Bien sûr, votre province est elle aussi fortement mise à l’épreuve par la crise économique. La complexité des problèmes rend difficile d’identifier les solutions les plus rapides et efficaces pour sortir de la situation présente, qui frappe tout particulièrement les couches les plus faibles et inquiète beaucoup les jeunes. L’attention aux autres, depuis bien des siècles, a conduit l’Eglise à apporter une solidarité concrète à ceux qui sont dans le besoin, en partageant les ressources, en promouvant des styles de vie plus essentiels, en s’opposant à la culture de l’éphémère, qui en a trompé beaucoup, en déterminant une profonde crise spirituelle. Puisse cette Eglise diocésaine, enrichie par le témoignage lumineux du Poverello d’Assise, continuer à être attentive et solidaire envers ceux qui se trouvent dans le besoin, mais qu’elle sache aussi éduquer au dépassement de logiques purement matérialistes, qui marquent souvent notre temps, et finissent par obscurcir justement le sens de la solidarité et de la charité.

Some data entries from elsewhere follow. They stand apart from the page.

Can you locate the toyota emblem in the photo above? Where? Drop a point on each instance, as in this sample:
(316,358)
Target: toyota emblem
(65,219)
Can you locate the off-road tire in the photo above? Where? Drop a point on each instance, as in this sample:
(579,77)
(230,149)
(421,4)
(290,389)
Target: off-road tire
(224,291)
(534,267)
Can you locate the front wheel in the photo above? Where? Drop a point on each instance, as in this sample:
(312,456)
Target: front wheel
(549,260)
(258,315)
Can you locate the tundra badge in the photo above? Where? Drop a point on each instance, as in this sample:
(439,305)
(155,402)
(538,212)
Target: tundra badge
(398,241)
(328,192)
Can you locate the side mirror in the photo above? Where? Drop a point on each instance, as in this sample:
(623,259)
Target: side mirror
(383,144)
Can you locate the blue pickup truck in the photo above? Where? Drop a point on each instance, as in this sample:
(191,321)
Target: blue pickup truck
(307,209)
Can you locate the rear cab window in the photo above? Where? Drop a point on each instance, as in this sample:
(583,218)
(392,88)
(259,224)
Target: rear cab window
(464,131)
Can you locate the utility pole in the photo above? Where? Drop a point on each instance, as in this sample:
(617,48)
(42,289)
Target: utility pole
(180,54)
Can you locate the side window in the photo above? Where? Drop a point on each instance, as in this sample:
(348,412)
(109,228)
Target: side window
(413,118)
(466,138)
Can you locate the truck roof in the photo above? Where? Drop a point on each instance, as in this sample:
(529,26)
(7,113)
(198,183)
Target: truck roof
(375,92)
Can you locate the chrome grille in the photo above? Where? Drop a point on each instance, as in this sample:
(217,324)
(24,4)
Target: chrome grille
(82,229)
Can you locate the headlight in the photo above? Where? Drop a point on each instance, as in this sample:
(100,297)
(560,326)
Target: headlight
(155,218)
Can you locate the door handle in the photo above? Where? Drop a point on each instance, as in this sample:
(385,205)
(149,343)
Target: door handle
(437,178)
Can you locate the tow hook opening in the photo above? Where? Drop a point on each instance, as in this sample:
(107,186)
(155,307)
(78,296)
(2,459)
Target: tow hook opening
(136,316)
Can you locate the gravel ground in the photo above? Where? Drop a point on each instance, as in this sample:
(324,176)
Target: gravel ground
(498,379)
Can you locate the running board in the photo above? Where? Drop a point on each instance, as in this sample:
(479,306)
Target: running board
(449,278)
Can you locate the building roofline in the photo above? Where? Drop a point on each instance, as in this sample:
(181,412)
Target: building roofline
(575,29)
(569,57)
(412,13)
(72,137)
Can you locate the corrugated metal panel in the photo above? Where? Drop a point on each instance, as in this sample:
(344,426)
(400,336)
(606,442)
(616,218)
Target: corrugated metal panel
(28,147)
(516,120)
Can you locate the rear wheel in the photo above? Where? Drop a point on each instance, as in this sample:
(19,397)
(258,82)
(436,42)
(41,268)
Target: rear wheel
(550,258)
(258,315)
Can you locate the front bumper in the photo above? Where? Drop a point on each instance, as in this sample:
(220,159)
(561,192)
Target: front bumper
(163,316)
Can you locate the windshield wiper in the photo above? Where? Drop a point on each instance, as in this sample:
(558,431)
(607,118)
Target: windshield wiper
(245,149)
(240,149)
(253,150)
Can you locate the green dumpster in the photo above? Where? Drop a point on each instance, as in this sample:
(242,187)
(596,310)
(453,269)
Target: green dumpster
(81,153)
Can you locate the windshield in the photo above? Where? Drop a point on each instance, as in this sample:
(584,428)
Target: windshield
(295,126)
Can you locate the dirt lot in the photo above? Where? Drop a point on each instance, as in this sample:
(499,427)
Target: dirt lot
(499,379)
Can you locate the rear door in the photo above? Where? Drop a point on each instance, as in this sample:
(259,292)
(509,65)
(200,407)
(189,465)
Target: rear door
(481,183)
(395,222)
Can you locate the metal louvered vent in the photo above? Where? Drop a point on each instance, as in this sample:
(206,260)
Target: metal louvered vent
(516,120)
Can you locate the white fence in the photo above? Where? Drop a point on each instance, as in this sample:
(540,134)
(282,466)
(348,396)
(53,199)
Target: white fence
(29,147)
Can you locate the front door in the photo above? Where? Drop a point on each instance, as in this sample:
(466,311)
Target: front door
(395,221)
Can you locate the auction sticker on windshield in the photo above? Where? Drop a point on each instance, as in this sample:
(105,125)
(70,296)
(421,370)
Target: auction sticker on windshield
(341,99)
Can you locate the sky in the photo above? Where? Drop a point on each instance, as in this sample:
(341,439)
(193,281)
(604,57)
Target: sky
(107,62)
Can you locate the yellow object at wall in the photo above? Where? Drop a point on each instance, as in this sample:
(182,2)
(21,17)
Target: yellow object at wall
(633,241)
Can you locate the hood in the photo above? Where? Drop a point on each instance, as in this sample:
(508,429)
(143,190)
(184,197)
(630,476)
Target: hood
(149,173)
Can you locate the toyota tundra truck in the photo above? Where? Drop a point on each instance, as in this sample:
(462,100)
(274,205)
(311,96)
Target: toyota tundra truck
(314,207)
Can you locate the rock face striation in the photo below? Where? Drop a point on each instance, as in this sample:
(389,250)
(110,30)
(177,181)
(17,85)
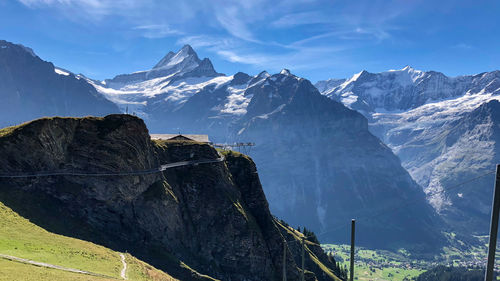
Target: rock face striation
(196,222)
(32,88)
(320,166)
(444,130)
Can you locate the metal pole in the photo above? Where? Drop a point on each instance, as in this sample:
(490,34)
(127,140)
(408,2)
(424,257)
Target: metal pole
(494,228)
(284,260)
(353,229)
(303,257)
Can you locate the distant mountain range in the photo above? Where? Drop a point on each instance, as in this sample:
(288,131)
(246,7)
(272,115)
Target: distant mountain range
(319,164)
(32,88)
(444,129)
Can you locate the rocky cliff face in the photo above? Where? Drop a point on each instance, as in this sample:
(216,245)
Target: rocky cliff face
(196,222)
(444,130)
(323,168)
(315,154)
(32,88)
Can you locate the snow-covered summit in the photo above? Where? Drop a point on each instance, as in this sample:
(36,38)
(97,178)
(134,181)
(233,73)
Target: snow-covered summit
(173,66)
(186,56)
(399,90)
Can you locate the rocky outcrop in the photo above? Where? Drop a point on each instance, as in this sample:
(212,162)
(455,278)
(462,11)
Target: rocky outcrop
(32,88)
(196,222)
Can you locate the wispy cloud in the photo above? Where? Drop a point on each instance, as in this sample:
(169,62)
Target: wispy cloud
(303,18)
(462,46)
(157,30)
(238,31)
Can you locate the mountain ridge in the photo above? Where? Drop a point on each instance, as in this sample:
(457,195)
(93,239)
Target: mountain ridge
(428,124)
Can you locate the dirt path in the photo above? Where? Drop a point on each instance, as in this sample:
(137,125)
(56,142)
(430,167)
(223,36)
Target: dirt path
(124,268)
(42,264)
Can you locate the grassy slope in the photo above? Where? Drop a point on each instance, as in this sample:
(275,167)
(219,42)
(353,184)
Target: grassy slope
(390,271)
(21,238)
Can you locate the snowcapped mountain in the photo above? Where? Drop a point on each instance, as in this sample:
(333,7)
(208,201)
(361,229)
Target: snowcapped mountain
(432,123)
(32,88)
(319,164)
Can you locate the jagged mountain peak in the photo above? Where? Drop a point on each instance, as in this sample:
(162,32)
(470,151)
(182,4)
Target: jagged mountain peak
(173,66)
(285,71)
(186,55)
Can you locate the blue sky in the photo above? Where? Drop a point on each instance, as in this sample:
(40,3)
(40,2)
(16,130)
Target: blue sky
(314,39)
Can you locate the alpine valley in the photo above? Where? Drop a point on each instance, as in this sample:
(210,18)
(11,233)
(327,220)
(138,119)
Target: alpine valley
(322,160)
(444,129)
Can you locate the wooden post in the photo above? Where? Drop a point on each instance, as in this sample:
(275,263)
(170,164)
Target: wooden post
(303,258)
(494,228)
(284,260)
(353,229)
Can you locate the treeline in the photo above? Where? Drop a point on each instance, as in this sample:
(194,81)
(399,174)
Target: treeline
(339,270)
(444,273)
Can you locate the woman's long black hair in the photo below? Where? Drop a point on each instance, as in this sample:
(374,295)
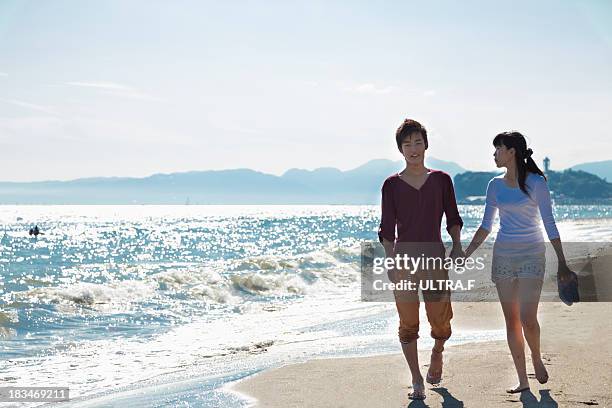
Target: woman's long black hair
(524,162)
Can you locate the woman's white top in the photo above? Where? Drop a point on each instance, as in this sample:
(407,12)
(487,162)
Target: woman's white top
(519,215)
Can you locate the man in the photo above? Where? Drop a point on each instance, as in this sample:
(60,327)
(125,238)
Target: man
(414,201)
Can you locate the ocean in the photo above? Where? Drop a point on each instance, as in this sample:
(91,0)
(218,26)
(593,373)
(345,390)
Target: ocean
(182,300)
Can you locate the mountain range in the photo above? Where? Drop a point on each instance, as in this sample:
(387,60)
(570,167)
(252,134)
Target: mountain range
(325,185)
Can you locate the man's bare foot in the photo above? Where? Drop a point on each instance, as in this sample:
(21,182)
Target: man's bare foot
(434,374)
(418,391)
(540,370)
(518,388)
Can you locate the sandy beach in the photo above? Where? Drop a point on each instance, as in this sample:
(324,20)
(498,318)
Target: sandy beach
(576,348)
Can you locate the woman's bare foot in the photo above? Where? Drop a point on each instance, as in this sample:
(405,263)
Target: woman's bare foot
(434,374)
(518,388)
(418,391)
(540,370)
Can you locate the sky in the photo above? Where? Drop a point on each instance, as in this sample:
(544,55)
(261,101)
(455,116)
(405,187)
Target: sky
(134,88)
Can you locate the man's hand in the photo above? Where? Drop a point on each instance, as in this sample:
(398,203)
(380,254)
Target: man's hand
(393,275)
(565,274)
(457,252)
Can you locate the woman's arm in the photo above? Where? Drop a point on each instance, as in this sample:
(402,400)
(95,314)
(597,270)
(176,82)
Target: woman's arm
(545,207)
(454,222)
(479,237)
(487,220)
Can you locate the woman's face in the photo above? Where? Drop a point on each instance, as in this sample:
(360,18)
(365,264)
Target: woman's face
(503,156)
(413,148)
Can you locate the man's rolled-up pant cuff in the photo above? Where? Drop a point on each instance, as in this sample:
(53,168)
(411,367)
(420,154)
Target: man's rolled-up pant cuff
(405,339)
(441,336)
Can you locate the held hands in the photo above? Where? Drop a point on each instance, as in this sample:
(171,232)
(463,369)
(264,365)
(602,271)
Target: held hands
(457,252)
(565,274)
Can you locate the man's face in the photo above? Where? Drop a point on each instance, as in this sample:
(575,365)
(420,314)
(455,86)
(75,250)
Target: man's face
(413,148)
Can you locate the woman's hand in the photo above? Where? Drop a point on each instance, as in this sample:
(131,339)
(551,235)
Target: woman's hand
(457,252)
(393,275)
(565,274)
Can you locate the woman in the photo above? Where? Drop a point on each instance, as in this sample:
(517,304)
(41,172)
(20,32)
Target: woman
(518,266)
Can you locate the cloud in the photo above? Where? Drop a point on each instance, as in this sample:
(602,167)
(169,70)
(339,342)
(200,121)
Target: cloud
(102,85)
(115,89)
(28,105)
(369,88)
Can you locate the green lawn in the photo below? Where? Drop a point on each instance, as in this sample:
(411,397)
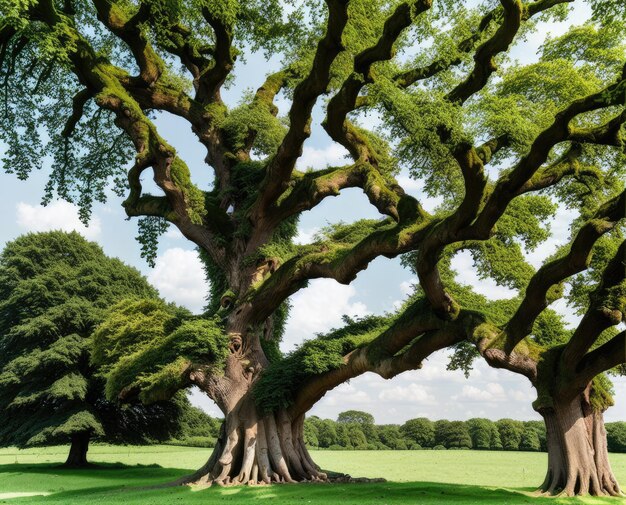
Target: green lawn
(126,474)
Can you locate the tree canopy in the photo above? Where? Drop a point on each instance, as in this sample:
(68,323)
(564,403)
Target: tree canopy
(55,288)
(501,145)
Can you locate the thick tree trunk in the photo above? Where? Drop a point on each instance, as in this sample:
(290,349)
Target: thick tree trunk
(77,458)
(258,449)
(253,447)
(578,461)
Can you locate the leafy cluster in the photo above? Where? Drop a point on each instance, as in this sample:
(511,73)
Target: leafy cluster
(55,289)
(146,348)
(277,386)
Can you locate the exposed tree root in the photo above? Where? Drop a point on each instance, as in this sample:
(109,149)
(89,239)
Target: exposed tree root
(255,450)
(578,462)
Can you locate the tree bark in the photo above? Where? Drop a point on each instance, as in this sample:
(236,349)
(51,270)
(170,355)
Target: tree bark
(77,458)
(578,462)
(255,448)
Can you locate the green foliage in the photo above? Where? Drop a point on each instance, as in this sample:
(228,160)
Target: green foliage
(147,348)
(282,379)
(54,289)
(149,229)
(355,416)
(616,436)
(510,433)
(420,430)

Témoigner de l’amour de Dieu dans l’attention aux laissés-pour-compte se conjugue aussi avec la défense de la vie, de son apparition à son terme naturel. Dans votre région, assurer à tous la dignité, la santé et des droits fondamentaux est à juste titre perçu comme un bien incontournable. La défense de la famille, à travers des lois justes et en mesure de protéger aussi les plus faibles, doit toujours constituer un point important pour conserver un tissu social solidaire et offrir des perspectives d’espérance pour l’avenir. De même qu’au Moyen-Age, les statuts de vos villes furent un instrument permettant d’assurer à de nombreuses personnes des droits inaliénables, qu’aujourd’hui encore, se poursuive l’engagement de promouvoir une ville au visage toujours plus humain. En cela, l’Eglise apporte sa contribution afin que l’amour de Dieu s’accompagne toujours de l’amour pour notre prochain.

Chers frères et sœurs! Poursuivez votre service à Dieu et à l’homme selon l’enseignement de Jésus, l’exemple lumineux de vos saints et la tradition de votre peuple. Dans cette tâche, que vous accompagne et vous soutienne toujours la protection maternelle de la Vierge du Réconfort, tant aimée et vénérée par vous. Amen!